New blog entry: Please RT to help me evaluate my #zombie monitoring system - https://t.co/b0gNfpJ0RM #zombieattack #biosurveillance #rstats pic.twitter.com/N3PTZBnaw4
— Michael Höhle (@m_hoehle) 25. September 2016
I will continuously update the graphs in this post to see how our
efforts are reflected in the time series of tweets containing the
#zombieattack
and #zombie
hashtags. Thanks for
your help!
Update at 2016-11-03 00:08:31
Below we show how the #zombieattack
series developed
after the post was made public:
The orange part of the bars indicates the fake outbreak tweet (1) as well as its retweets (10). It is obvious that despite the increased activity due to the fake outbreak tweets, no alarm was generated because of them. In parts this is explained by the high activity during 20-21 Sep. A previous outbreak? No, advertisements of zombie pinup badges on etsy. Since the EARS algorithm sequentially estimates the variance of the baseline counts, the peak on 20-21 Sep inflates the mean and variance and thus results in a high upperbound as long as it enters the baseline. Despite some extra activity 25-27 Sep due to the fake outbreak tweets, none of the days are above this bound. However, once the 20-21 Sep peak is out of the previous 7 days baseline, the alarm threshold decreases noticeably. We thus get an alarm for the peak on 30 September, even though it’s not higher than the previous peak on 20-21 Sep and it appears to be caused by other phenomena not related to our fake outbreak. A more careful analysis of the tweets reveals that they are caused by a charity fun run near Kuala Lumpur with a zombie attack theme!
SPAM FAM 😋 #zombieattack #charityfunrun2016 pic.twitter.com/YJW8Mjpd0L
— PAAN (@noorfarhan_) September 30, 2016
For further comparison, we also use a negative binomial CUSUM, which keeps the baseline steady, but allows the detection of sustained increases.
The gray line shows the estimated mean from the eight base-line counts, the orange line shows the corresponding upper 99% quantile of this estimated distribution. The red line shows the alarm limit of a CUSUM method where the potential shift in the mean is estimated by maximum likelihood at each monitoring instance. The threshold is tuned such that it initially roughly coincides with the 99% quantile of the estimated distribution. Here, no signal is detected. Of course this depends on the quantile used for the detection and the 20-21 September peak being included fully in the baseline.
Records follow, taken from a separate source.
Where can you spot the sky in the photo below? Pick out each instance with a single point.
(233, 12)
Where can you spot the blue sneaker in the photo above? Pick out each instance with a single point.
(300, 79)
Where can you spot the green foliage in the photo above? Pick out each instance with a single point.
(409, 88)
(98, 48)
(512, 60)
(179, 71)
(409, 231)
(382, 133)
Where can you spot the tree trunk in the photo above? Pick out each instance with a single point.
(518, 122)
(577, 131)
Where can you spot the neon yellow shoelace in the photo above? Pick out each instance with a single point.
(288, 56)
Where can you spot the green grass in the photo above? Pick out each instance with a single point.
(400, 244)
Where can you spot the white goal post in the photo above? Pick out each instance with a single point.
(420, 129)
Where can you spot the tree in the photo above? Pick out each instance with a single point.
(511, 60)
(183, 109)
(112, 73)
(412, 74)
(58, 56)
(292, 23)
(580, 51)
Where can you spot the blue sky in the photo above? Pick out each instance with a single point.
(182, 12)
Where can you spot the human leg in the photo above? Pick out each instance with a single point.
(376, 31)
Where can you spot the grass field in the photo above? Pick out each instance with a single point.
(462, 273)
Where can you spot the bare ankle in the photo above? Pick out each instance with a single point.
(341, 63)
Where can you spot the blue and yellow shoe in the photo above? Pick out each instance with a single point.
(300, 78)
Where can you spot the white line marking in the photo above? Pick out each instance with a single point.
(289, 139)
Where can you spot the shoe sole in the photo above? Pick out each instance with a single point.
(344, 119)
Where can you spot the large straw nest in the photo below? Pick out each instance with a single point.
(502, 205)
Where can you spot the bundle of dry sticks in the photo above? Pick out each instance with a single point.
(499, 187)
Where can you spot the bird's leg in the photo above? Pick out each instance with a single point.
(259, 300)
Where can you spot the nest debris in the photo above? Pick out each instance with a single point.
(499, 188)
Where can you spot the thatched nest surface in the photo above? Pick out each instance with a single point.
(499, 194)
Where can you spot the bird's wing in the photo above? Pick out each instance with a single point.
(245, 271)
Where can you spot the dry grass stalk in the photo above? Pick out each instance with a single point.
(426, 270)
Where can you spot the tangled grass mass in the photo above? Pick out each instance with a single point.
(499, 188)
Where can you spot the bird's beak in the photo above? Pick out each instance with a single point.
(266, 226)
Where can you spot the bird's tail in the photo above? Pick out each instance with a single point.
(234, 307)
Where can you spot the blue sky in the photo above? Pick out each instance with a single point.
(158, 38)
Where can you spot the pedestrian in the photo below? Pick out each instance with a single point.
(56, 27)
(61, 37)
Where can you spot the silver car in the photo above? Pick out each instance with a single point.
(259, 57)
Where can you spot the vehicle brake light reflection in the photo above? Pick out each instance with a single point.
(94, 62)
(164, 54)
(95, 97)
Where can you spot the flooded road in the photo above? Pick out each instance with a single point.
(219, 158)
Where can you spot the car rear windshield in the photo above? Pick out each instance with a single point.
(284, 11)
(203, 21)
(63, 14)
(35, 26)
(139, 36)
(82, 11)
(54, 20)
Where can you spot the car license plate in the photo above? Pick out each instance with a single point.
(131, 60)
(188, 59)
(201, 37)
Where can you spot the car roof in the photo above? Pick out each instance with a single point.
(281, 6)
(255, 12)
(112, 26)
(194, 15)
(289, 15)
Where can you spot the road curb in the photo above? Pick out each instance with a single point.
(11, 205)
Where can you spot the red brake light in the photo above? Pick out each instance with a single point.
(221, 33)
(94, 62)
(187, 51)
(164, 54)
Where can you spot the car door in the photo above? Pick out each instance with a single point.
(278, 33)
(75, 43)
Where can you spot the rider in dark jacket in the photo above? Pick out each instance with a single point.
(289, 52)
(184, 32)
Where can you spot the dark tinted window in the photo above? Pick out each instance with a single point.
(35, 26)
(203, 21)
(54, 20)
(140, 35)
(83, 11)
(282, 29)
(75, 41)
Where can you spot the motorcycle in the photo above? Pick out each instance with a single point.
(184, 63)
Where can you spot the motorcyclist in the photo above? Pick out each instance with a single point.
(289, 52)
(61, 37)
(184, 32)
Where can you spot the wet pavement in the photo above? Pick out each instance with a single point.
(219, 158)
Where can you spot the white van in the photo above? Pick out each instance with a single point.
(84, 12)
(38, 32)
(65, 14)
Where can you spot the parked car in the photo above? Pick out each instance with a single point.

Still, according to this metric occasional fake zombie runs are part of the routine.
Altogether, the “failed”” test proves several points:
- its hard to distinguish between previous outbreaks and irregular tweeting behaviour
- robust estimation of the baseline parameters might be needed
- the results are sensitive to the choice of which values to include in the baseline and the underlying probability model
- is twitter monitoring really sensitive enough to detect weak signals early enough?
The take home message of this update
To enhance statistical competence and preserve sleep: stick with the negative binomial CUSUM!